Copied to clipboard

Flag this post as spam?

This post will be reported to the moderators as potential spam to be looked at


  • Jianchun You 9 posts 55 karma points
    Oct 04, 2016 @ 07:36
    Jianchun You
    0

    Full Text Search doesnot support to search chinese texts

    Hi,

    I have installed andf implemented Full Text Search 6.12 for website with umbraco 6.1.3. But it doesnot help me to search Chinese texts, neither simple nor trational chinese. Does it support Unicode or where is Setting for that?

    Thanks a lot!

    Jianchun

  • Ismail Mayat 4511 posts 10061 karma points MVP 2x admin c-trib
    Oct 04, 2016 @ 08:16
    Ismail Mayat
    0

    Jianchun,

    You will need to use chinese analyser. You will need to in your source solution / project add reference via nuget to lucene.net contrib https://www.nuget.org/packages/Lucene.Net.Contrib/2.9.4.1 then you will need to modify your examine configs to use the chinese analyser then the search will work. As far as I am aware full text search uses standard analyser which is fine for western languages but not for chinese / hebrew / arabic etc.

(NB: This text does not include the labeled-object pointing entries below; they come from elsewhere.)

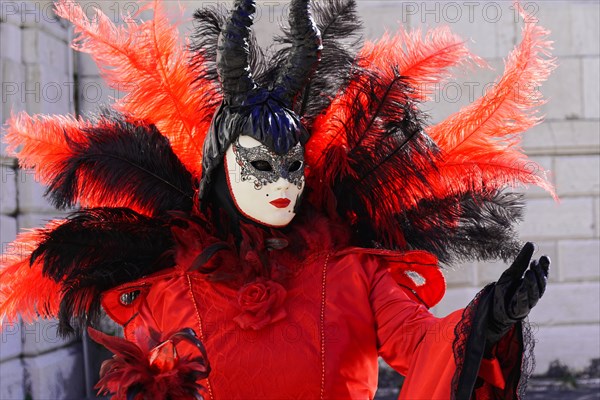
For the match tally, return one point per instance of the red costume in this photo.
(222, 299)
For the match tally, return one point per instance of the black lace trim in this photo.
(469, 346)
(528, 358)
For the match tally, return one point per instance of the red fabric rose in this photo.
(261, 304)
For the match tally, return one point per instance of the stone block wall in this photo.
(37, 76)
(41, 75)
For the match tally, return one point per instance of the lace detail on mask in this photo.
(264, 166)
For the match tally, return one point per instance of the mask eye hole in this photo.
(262, 165)
(295, 166)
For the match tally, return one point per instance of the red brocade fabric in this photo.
(341, 311)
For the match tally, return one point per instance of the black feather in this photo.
(207, 24)
(340, 30)
(386, 149)
(122, 160)
(96, 250)
(467, 227)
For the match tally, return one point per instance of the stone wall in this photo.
(41, 75)
(37, 76)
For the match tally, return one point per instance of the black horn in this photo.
(306, 51)
(233, 52)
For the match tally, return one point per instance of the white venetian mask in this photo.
(264, 185)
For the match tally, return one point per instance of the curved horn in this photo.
(305, 54)
(233, 52)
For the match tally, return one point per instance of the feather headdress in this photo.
(371, 160)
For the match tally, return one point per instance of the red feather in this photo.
(144, 371)
(480, 143)
(422, 63)
(24, 290)
(147, 62)
(43, 144)
(425, 62)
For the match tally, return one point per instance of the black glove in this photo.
(514, 294)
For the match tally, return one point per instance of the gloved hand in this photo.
(516, 294)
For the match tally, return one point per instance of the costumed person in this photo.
(266, 227)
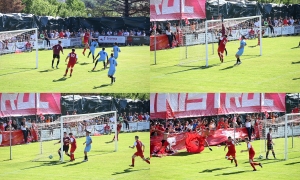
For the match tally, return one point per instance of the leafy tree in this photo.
(11, 6)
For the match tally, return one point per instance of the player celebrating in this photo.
(86, 38)
(72, 61)
(88, 145)
(119, 126)
(251, 155)
(116, 50)
(140, 147)
(241, 50)
(73, 146)
(56, 51)
(112, 67)
(270, 144)
(222, 43)
(66, 141)
(231, 150)
(103, 57)
(94, 44)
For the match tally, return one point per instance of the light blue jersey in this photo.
(116, 50)
(103, 56)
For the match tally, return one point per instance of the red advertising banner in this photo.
(23, 104)
(164, 10)
(17, 137)
(181, 105)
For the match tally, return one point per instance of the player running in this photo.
(66, 141)
(222, 43)
(241, 50)
(251, 155)
(72, 61)
(103, 57)
(270, 144)
(116, 50)
(88, 145)
(140, 147)
(112, 67)
(86, 38)
(56, 51)
(231, 150)
(93, 46)
(73, 146)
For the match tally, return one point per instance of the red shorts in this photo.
(230, 154)
(251, 156)
(139, 154)
(71, 64)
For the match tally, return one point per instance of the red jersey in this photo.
(57, 48)
(73, 142)
(86, 36)
(251, 150)
(72, 57)
(231, 146)
(138, 144)
(223, 42)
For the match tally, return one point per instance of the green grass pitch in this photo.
(277, 70)
(103, 163)
(213, 165)
(18, 73)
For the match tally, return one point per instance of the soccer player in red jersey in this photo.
(251, 155)
(231, 150)
(86, 38)
(73, 146)
(72, 61)
(270, 144)
(140, 147)
(66, 141)
(221, 48)
(56, 50)
(119, 126)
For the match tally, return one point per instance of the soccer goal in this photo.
(19, 49)
(285, 132)
(50, 134)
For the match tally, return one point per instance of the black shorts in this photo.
(65, 148)
(56, 56)
(270, 147)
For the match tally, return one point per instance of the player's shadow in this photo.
(128, 170)
(292, 163)
(212, 170)
(60, 79)
(102, 86)
(230, 173)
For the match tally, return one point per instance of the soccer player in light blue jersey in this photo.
(103, 57)
(93, 46)
(88, 146)
(112, 62)
(116, 50)
(241, 50)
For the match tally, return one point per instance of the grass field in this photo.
(213, 165)
(277, 70)
(18, 73)
(103, 164)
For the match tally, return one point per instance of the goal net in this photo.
(285, 132)
(51, 134)
(19, 50)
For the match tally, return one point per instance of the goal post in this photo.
(232, 22)
(14, 42)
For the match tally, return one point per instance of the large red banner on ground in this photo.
(181, 105)
(23, 104)
(164, 10)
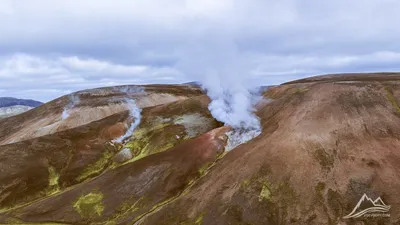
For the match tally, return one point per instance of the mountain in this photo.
(8, 101)
(13, 106)
(324, 143)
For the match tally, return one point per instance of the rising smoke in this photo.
(74, 100)
(134, 110)
(223, 72)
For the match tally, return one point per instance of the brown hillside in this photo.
(325, 142)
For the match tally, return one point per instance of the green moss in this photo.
(90, 205)
(126, 208)
(245, 183)
(97, 167)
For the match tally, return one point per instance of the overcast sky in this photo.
(49, 48)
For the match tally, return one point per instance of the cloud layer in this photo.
(50, 48)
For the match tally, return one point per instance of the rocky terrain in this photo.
(13, 106)
(325, 142)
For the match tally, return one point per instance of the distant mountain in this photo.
(8, 101)
(14, 106)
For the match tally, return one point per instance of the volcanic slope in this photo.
(324, 144)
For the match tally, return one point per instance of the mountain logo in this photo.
(368, 208)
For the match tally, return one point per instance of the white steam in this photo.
(73, 101)
(134, 113)
(224, 73)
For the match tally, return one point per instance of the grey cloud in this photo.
(279, 40)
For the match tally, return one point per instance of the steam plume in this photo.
(73, 101)
(134, 112)
(223, 72)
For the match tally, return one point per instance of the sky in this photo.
(49, 48)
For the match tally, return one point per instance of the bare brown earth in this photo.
(325, 142)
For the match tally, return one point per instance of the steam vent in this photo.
(327, 152)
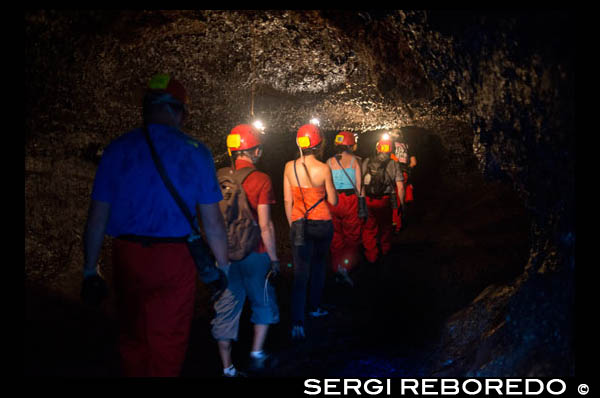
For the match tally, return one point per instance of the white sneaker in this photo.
(318, 312)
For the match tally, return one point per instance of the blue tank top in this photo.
(339, 178)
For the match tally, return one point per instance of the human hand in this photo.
(93, 290)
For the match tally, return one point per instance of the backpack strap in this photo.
(240, 175)
(301, 193)
(349, 179)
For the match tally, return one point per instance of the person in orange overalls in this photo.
(307, 184)
(381, 175)
(407, 162)
(345, 169)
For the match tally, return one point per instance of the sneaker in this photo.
(265, 361)
(318, 312)
(298, 332)
(234, 373)
(343, 277)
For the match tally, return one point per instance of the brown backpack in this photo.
(243, 232)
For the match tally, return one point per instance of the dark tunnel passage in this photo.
(480, 282)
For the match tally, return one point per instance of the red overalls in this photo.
(408, 197)
(346, 232)
(155, 287)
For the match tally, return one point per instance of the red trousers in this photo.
(346, 232)
(378, 227)
(155, 289)
(408, 197)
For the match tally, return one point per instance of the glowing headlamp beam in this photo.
(258, 124)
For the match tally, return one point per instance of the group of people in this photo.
(330, 206)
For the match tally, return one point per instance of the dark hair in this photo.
(342, 148)
(312, 151)
(154, 103)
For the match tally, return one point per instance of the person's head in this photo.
(310, 140)
(384, 147)
(165, 101)
(244, 141)
(398, 136)
(344, 141)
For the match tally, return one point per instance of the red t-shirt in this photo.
(259, 191)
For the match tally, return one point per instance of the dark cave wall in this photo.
(493, 93)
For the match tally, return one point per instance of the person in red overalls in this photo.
(407, 161)
(345, 170)
(381, 175)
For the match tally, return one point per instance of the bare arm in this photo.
(329, 187)
(288, 201)
(214, 228)
(400, 186)
(95, 227)
(358, 176)
(267, 230)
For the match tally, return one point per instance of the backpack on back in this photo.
(375, 178)
(243, 232)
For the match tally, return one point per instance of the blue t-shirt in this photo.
(140, 203)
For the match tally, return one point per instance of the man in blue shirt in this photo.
(154, 273)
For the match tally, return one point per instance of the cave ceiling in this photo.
(353, 70)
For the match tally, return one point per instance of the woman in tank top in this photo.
(307, 190)
(345, 169)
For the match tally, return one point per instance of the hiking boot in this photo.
(318, 312)
(265, 361)
(298, 332)
(343, 277)
(233, 372)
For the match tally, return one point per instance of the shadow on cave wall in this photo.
(459, 240)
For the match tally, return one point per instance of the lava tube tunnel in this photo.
(480, 278)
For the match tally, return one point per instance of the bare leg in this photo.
(225, 352)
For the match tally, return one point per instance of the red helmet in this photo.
(384, 146)
(242, 137)
(345, 138)
(308, 136)
(164, 83)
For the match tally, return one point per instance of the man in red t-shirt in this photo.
(247, 277)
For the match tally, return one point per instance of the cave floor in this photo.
(385, 326)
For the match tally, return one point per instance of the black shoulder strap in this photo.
(349, 179)
(169, 184)
(240, 175)
(299, 187)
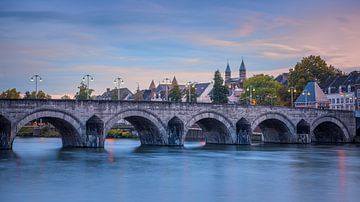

    Also one more thing to be aware of when using chinese analyser see https://our.umbraco.org/forum/extending-umbraco-and-using-the-api/80406-examine-query-generation-issue

    Regards

    Ismail

  • Jianchun You 9 posts 55 karma points
    Oct 05, 2016 @ 16:05
    Jianchun You
    0

    Hi Ismail,

    Thanks a lot for your solution!

    I have added Lucene.Net.Contrib.Analyzers.dll from 2.9.4.1 net40 in bin Folder and referenced it in ExamineSettings.config:

    enter image description here

    Then cleared and re-created all index in App_Data\TEMP\ExamineIndexes,

    but as result, it found not yet any Chinese Texts at least from node name.

    My Example is Website www.melnet.com with umbraco 6.1.3 and fulltextsearch 6.1.2, I use also Polyglot to get mapping system for Multilanguage.

    Second problem is, fullTextSeaerch cannot find Texts from bodytext, which is set in my IndexUserfields from ExamineIndex.config, and in Parameter bodyProperties="".

    Thanks a lot for your help!

  • Ismail Mayat 4511 posts 10061 karma points MVP 2x admin c-trib
    Oct 05, 2016 @ 16:22
    Ismail Mayat
    0

    Jianchun,

    Can you open your index in luke and see if content has been added to the index.

    Regards

    Ismail

  • Jianchun You 9 posts 55 karma points
    Oct 05, 2016 @ 16:32
    Jianchun You
    0

    Hi ISmail,

    I'm not sure what it means, if I seach new text and found, there is no change in all index folder: enter image description here

    Regards

    Jianchun

  • Ismail Mayat 4511 posts 10061 karma points MVP 2x admin c-trib
    Oct 06, 2016 @ 07:03
    Ismail Mayat
    0

    Download luke for lucene https://code.google.com/archive/p/luke/downloads v3.5.0 you will need java installed. Then open the index using that and then check your fields in the index do you have chinese in there? If not then there is a problem with full txt search package and indexing chinese.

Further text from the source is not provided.